И армянин с итальянцем по очереди начали рассказывать о своей погибшей родине, какою ее знали. Не одними ведь невольничьими рынками жил древний город у отрогов крымских гор, главным делом его все-таки были питающие друг друга ремесла и торговля. Здесь строили корабли и ковали мечи, ткали дивные ткани и делали украшения, лили колокола и пушки, чеканили прекрасные сосуды из золота и серебра, меди и бронзы. Шили обувь и платье, обрабатывали кожи и меха, писали книги и фрески. Через Каффу, с помощью ее изобретательных и неутомимых торговцев, Восток и Запад обменивались всем лучшим, что могли произвести; ища в том свою корысть, здешние негоцианты, презрев опасности, отправлялись в далекие путешествия по морю и по суше, открывали и осваивали новые торговые пути, знакомили людей во всех концах света с новыми товарами, прививали им вкус к дотоле неизвестным вещам.

Не одни базары и гавань укрывались за стенами генуэзской крепости; здесь были покойные улочки и тихие садики с каменными фонтанами и скамьями, где собирались для беседы ученые, художники, любители искусства и мудрости всех верований и племен. Люди встречались в излюбленных тратториях и кофейнях, ходили друг к другу в гости, поддерживали всю жизнь друг друга советом и сочувствием, открывали друг для друга скромные кошельки. Так жила старая Каффа трудового люда – мастеровых, живописцев, нотариусов, музыкантов, учителей, мелких чиновников и торговцев. Итальянцев, греков, армян, евреев, татар, славян, германцев и иных языков, кого ни заносила сюда судьба.

Войку слушал, прислонясь затылком к жесткой доске. Что-то твердое мешало юноше, упираясь в бок; сотник протянул туда руку и нащупал замок, висевший на длинном ящике.

– Третий день лежу на этой штуке, – проворчал он шутливо, – и не подумаю, что это есть.
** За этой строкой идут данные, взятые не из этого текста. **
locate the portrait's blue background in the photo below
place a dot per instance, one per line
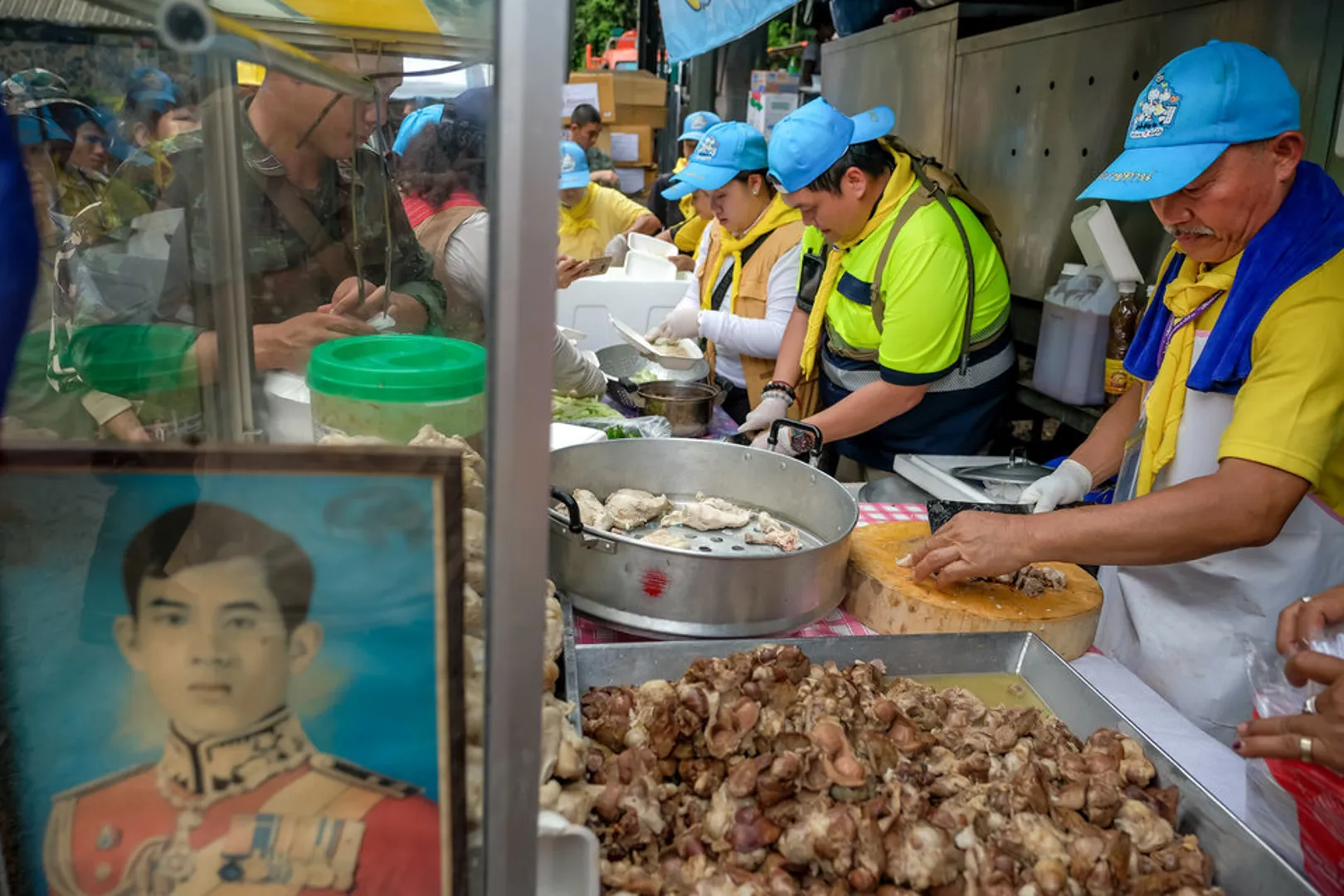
(66, 687)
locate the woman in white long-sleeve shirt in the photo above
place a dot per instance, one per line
(442, 176)
(747, 264)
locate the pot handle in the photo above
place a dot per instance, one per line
(576, 523)
(815, 455)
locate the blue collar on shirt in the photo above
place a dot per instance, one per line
(1305, 232)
Ящик пытались пошевелить. Позвали тихо Данилу-руса; у сурожанина сохранился от обысков складной нож. Согнув гвоздь, вытащенный из переборки, смастерили отмычку.

– Тяжелый, дьявол, – прошептал Данило, – не иначе в нем главная турецкая казна. У кого рука дюжая? Моя еще с боя ушиблена, болит.

Войку ткнул отмычкой в скважину замка, покрутил; тот не поддавался. Османы, видимо, долго не открывали ящик, забытый в углу. Наконец в руке Чербула что-то щелкнуло и заскрипело.

– Тише, черт! – буркнул русич. – Отворил?

– Кажется, да…

– Наше золото султана! Поднимайте крышку, да осторожнее!

В ящике лежали темные, длинные предметы, пальцы нащупывали то дерево, то металл. Давицино, матрос, опознал их первым.

– Абордажные крючья, – сообщил фрязин. – Сам бог послал. – Юноши радостно обнялись в темноте. Слов не требовалось: у них было оружие, они сумеют воспользоваться им.

– Эти, там, на кожах, замыслили что-то, – прошептал, приблизившись, другой сурожанин, Димитерко. – Будьте настороже.